# Can a model be written to win FiveThirtyEight's NFL prediction game?

The National Football League is one of the most watched sports leagues in the world, second to perhaps only Soccer. The Super Bowl (the championship of American Football) is the most watched sporting event year after year. Because of it's popularity, fans flock to fantasy football as well as gambling to further enhance their viewing experience. A popular sports and politics journalism site, FiveThrityEight, uses data driven approaches to try and forecast the outcome of each game. In addition, they allow their fans to take part and see how their predictions would stack up against FiveThirtyEight's model.

The way the game works is by assigning probabilities rather than just winners and losers. The system FiveThirtyEight uses scores each player's probability predictions. A correct prediction can net the player up to +25 points whereas an incorrect prediction can cost the player -75 points. The amount of points is determine by the Brier Score (https://en.wikipedia.org/wiki/Brier_score), but the essential thing to understand is that the system punishes aggresive votes for being wrong (i.e. if I say the probability of the home team winning is 91% and they lose, I would lose the majority of the roughly -58 points)and also punishes probability predictions that are too conservative (i.e. if I say the probability of the home team winning is 76% and they do, I would only gain 19 points). FiveThirtyEight's own model is based off of the Elo rating system (https://en.wikipedia.org/wiki/Elo_rating_system) and tends to be provide more conservative predictions. The full rules of the game can be found at (https://fivethirtyeight.com/features/how-to-play-our-nfl-predictions-game/) and a description of FiveThirtyEight's model is at (https://fivethirtyeight.com/features/introducing-nfl-elo-ratings/)

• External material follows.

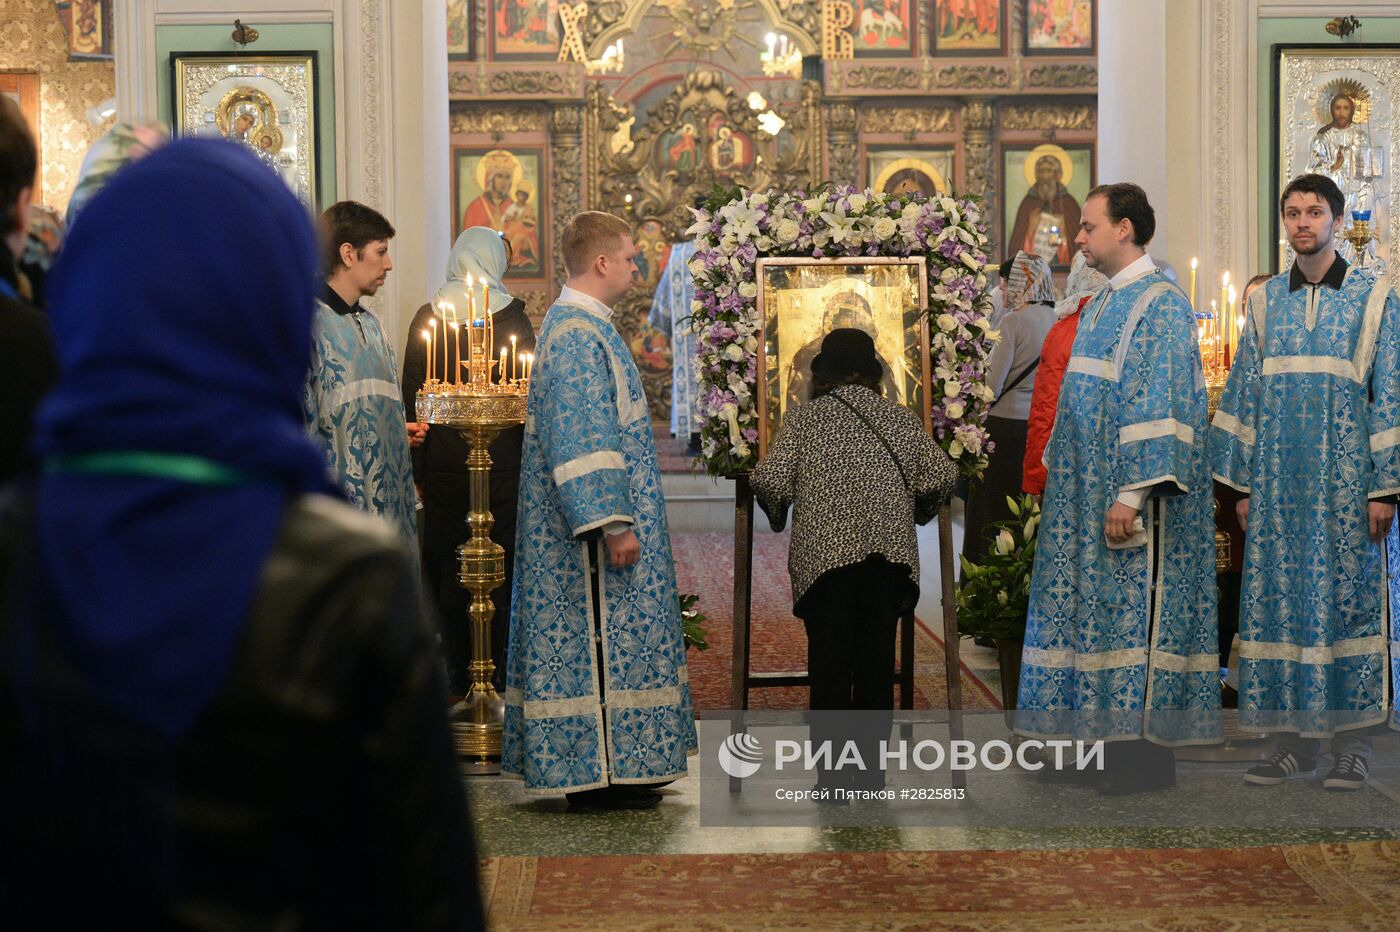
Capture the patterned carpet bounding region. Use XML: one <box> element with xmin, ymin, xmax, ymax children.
<box><xmin>655</xmin><ymin>433</ymin><xmax>701</xmax><ymax>474</ymax></box>
<box><xmin>481</xmin><ymin>840</ymin><xmax>1400</xmax><ymax>930</ymax></box>
<box><xmin>671</xmin><ymin>530</ymin><xmax>1000</xmax><ymax>711</ymax></box>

This series of notebooks will go through our process of creating a model to try and outperform FiveThirtyEight's own Elo model. In order to do this, we're going to incorporate NFL betting data, weather data, and FiveThrityEight's own Elo data. We'll walk through the process of data cleaning and preparation, do some light univariate and multivariate analysis, and then build a decision tree model. These notebooks will walk through each of those steps to ensure that everything is repeatable.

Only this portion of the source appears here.